جمعه ۱۹ آذر ۱۳۹۵ تهران ۱۱:۲۷ - ۹ دسامبر ۲۰۱۶

ECONOMY: Constitutional Clause on Private Ownership Seen as Obstacle to Economic Growth


Head of Iran's chamber of commerce, a conservative, and an economist and university professor who is a member of the Tehran chamber of commerce, both blamed the country's economic stagnation on the Article 44 of the constitution, which nationalzed major industries 25 years ago. Head of the Iran’s Chamber of Commerce Alinaqi Khamoushi said all experts agree that the Article 44 of the Islamic Republic constitution has not reached its goals.

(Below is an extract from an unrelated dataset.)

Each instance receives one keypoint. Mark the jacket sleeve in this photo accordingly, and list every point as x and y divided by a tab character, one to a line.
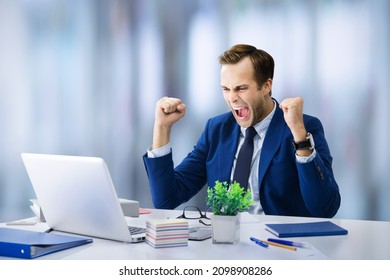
318	186
172	186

Economist Ali Rashidi, a member of the Tehran chamber of commerce said the constitution was drafted under certain conditions, and has many problems, and the nationalization clause is its biggest problem. Article 44 of the Islamic Republic constitution, ratified after the 1979 revolution, resulted in nationalization of a wide spectrum of industries, from steel production to auto manufacturing, to banking, insurance, mining and large agricultural concerns, and reduced the private sector to a secondary, complimentary role to government and cooperative sectors. This article later became the greatest tool in the hands of government managers of industries, who resisted privatization. The drafters of the Islamic Republic constitution were revolutionaries inspired by the anti-bourgeois, anti-liberalism and anti-capitalism of the 1960s’ leftist European ideologues. Since the revolution, many have tried to somehow undo this clause, or bypass it. For example, its opponents pointed out that the Article 43 right before it warns the government against becoming “the absolute employer;” and a line at the end of Article 44 says the government, private and cooperative sectors should not damage the development process. Neither of these and other legal arguments has so far managed to reduce the shadow of the Article 44 on Iran’s economy. The solution maybe revising the constitution, but that would cause a whole new set of problems.